With this transaction, Cross Country entered into a $200 million syndicated credit facility with Wachovia Capital Markets and certain of affiliates, Banc of America Securities and certain other lenders. The company amended its existing $75 million revolving credit facility and entered into a new $125 million five-year term loan, these proceeds used to finance the acquisition and for future general corporate purposes.
• Encorium Group (Wayne, Pennsylvania), a clinical research organization, reported an amendment to its letter of intent with Prologue Research International (Columbus, Ohio) to acquire all of the issued and outstanding stock of Prologue for about $11.75 million, consisting of $500,000 in cash previously paid to Prologue as a non-refundable exclusivity fee; $1.13 million of assumed debt; $2 million in senior non-convertible notes; $2 million in senior non-convertible notes; and $6.12 million in subordinated convertible notes.

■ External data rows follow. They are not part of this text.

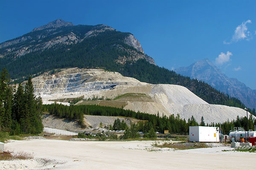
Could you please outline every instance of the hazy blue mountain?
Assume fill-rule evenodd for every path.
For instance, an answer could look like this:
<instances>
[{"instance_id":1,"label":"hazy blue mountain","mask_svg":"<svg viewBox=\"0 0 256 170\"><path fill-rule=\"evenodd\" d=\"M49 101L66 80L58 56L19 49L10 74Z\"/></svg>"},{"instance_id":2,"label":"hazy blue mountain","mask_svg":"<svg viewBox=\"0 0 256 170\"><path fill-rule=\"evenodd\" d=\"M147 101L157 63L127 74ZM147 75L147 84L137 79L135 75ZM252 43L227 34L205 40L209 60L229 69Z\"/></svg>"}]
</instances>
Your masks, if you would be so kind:
<instances>
[{"instance_id":1,"label":"hazy blue mountain","mask_svg":"<svg viewBox=\"0 0 256 170\"><path fill-rule=\"evenodd\" d=\"M156 65L133 34L106 25L75 26L58 19L0 43L0 70L6 68L18 82L71 67L100 68L149 83L180 85L209 104L245 107L207 83Z\"/></svg>"},{"instance_id":2,"label":"hazy blue mountain","mask_svg":"<svg viewBox=\"0 0 256 170\"><path fill-rule=\"evenodd\" d=\"M250 108L256 108L256 90L237 79L229 78L208 59L175 70L179 74L204 81L221 92L239 99Z\"/></svg>"}]
</instances>

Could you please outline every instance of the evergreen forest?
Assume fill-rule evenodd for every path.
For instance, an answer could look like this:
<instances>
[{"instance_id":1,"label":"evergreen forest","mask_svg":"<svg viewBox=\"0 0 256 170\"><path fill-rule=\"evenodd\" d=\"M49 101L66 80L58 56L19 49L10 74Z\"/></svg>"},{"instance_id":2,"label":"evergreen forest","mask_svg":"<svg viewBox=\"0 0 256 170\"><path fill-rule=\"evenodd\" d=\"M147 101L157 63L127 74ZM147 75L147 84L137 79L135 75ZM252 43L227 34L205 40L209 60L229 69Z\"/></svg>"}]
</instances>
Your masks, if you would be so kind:
<instances>
[{"instance_id":1,"label":"evergreen forest","mask_svg":"<svg viewBox=\"0 0 256 170\"><path fill-rule=\"evenodd\" d=\"M4 68L0 77L0 132L11 135L41 133L44 128L42 100L34 94L31 77L24 87L20 83L17 90L9 82L9 74Z\"/></svg>"},{"instance_id":2,"label":"evergreen forest","mask_svg":"<svg viewBox=\"0 0 256 170\"><path fill-rule=\"evenodd\" d=\"M80 39L84 39L77 44L57 44L44 51L33 51L35 49L31 48L30 49L34 52L20 57L13 57L11 54L8 54L0 58L0 69L5 67L9 71L12 79L20 82L28 79L30 75L37 76L46 71L56 69L74 67L102 68L119 72L125 76L134 77L141 82L182 85L209 104L243 109L245 107L239 99L220 92L204 82L177 74L174 71L150 64L145 59L122 64L117 62L120 57L132 58L132 55L129 52L131 51L137 51L135 55L148 56L124 42L124 39L130 34L128 33L108 30L100 32L97 36L85 38L87 32L93 29L98 29L99 26L80 25L61 28L57 28L52 34L47 29L29 33L23 37L30 36L30 39L2 48L0 53L8 48L15 48L28 45L33 47L39 41L37 37L43 35L45 37L39 40L42 43L57 36L67 35L71 32ZM253 113L253 108L251 109L248 111Z\"/></svg>"},{"instance_id":3,"label":"evergreen forest","mask_svg":"<svg viewBox=\"0 0 256 170\"><path fill-rule=\"evenodd\" d=\"M100 106L96 105L79 105L66 106L56 103L43 105L44 111L61 118L66 118L70 120L76 120L79 123L83 122L84 114L95 116L123 116L133 118L141 120L137 124L137 130L145 133L148 133L153 129L154 131L163 133L164 130L168 130L172 133L187 134L189 133L189 126L209 126L219 127L221 125L223 134L228 134L229 131L234 127L244 127L246 129L246 117L240 118L238 116L236 120L226 121L220 125L219 123L211 123L206 124L202 117L200 122L196 121L193 116L188 120L180 118L179 115L172 115L169 117L160 116L159 113L156 115L136 112L130 110L111 107ZM250 115L248 119L249 129L254 129L256 125L256 119ZM115 121L110 129L116 130L125 129L123 122L120 120Z\"/></svg>"}]
</instances>

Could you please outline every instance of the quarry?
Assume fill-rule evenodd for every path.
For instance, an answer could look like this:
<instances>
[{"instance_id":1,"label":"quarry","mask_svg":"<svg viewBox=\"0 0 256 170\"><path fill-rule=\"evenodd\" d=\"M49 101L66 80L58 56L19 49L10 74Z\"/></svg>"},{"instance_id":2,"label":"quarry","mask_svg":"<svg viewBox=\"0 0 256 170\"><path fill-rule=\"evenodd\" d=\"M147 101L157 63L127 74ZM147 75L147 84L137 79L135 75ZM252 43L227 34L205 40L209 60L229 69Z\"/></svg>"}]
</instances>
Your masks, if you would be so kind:
<instances>
[{"instance_id":1,"label":"quarry","mask_svg":"<svg viewBox=\"0 0 256 170\"><path fill-rule=\"evenodd\" d=\"M35 91L44 104L55 102L69 105L69 99L82 97L76 105L91 104L123 108L167 116L178 114L187 120L193 116L198 122L222 123L243 117L241 108L207 103L186 88L177 85L153 85L125 77L117 72L77 68L50 72L35 77ZM106 100L107 99L108 100Z\"/></svg>"}]
</instances>

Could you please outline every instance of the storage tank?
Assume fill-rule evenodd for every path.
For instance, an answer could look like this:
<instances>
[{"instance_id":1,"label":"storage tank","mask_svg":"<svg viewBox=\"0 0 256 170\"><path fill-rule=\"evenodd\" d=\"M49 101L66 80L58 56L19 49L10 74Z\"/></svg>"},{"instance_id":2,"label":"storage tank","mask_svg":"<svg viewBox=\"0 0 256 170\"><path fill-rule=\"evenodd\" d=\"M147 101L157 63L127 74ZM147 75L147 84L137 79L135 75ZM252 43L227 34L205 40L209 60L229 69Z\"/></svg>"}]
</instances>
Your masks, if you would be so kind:
<instances>
[{"instance_id":1,"label":"storage tank","mask_svg":"<svg viewBox=\"0 0 256 170\"><path fill-rule=\"evenodd\" d=\"M234 131L230 133L229 139L230 140L232 140L232 137L235 137L235 142L239 142L241 134L244 138L247 138L247 131ZM256 131L249 131L249 137L256 137Z\"/></svg>"}]
</instances>

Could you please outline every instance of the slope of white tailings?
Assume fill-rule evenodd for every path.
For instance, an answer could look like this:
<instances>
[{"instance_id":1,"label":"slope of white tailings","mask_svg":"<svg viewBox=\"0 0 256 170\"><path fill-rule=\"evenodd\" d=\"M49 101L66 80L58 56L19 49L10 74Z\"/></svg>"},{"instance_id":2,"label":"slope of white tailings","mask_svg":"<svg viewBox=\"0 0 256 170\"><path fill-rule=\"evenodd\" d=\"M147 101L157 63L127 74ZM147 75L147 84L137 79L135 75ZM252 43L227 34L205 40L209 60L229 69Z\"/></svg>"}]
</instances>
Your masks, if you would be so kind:
<instances>
[{"instance_id":1,"label":"slope of white tailings","mask_svg":"<svg viewBox=\"0 0 256 170\"><path fill-rule=\"evenodd\" d=\"M124 77L117 72L96 69L71 68L51 74L46 73L33 79L36 94L52 95L110 89L119 85L145 85L135 79Z\"/></svg>"},{"instance_id":2,"label":"slope of white tailings","mask_svg":"<svg viewBox=\"0 0 256 170\"><path fill-rule=\"evenodd\" d=\"M223 105L186 105L180 114L186 120L193 115L198 122L200 122L202 116L204 116L206 123L218 123L228 119L230 121L235 119L237 116L245 116L246 111L240 108Z\"/></svg>"},{"instance_id":3,"label":"slope of white tailings","mask_svg":"<svg viewBox=\"0 0 256 170\"><path fill-rule=\"evenodd\" d=\"M150 99L127 101L124 108L135 111L169 116L179 114L187 120L193 116L198 122L223 122L246 115L240 108L209 105L186 88L177 85L151 85L141 82L116 72L96 69L71 68L51 74L49 72L32 79L35 92L44 103L49 99L84 96L111 99L126 93L142 93ZM114 101L113 102L114 102Z\"/></svg>"}]
</instances>

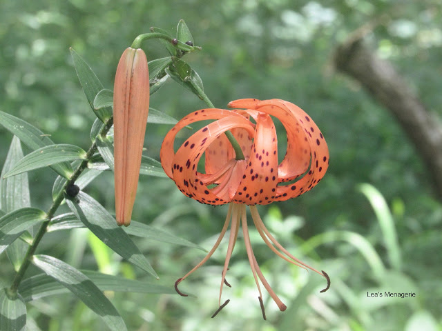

Closing of the transaction is subject to approval by the boards of the two companies and signing of a definitive agreement. The closing is expected Sept. 19.
• Arius Research (Toronto) reported that RiskMetrics ISS Canada (Toronto), an independent proxy firm, is recommending that Arius shareholders and warrant holders vote in favor of the proposed plan of arrangement whereby Roche (Basel, Switzerland), will acquire Arius' outstanding shares and warrants.
"[I]n our opinion, [this recommendation] provides significant independent validation that the transaction represents the best option for maximizing shareholder value," said David Young, president/CEO of Arius.
Arius shareholders and warrant holders will vote on the meeting at a Sept. 16 meeting in Toronto.
• Lumalier (Memphis, Tennessee) reported that it has received the distribution rights for the TRU-D Rapid Room Sterilizer, instrumentation used to reduce pathogens, from Jeffrey Deal, MD, a surgeon and clinical instructor. Financial terms were not disclosed.
Lumalier said that clinical trials demonstrate that TRU-D destroyed the biological contaminates that cause MRSA, C. diff, VRE, E. coli, acinetobactor, and other infectious diseases. The company said that another benefit of TRU-D is that the air within the treated space is disinfected by default, preventing airborne pathogens from later re-colonizing.
A 2004 study supervised by Deal tracked 13,510 admissions at a 450-bed regional hospital. Almost 15%, 2,012 patients, acquired an infection. The average length of stay for infected patients increased 9.25 days, and direct hospital costs increased $13,118,000, or more than $29,000 per bed per year.
Lumalier develops ultraviolet germicidal irradiation products.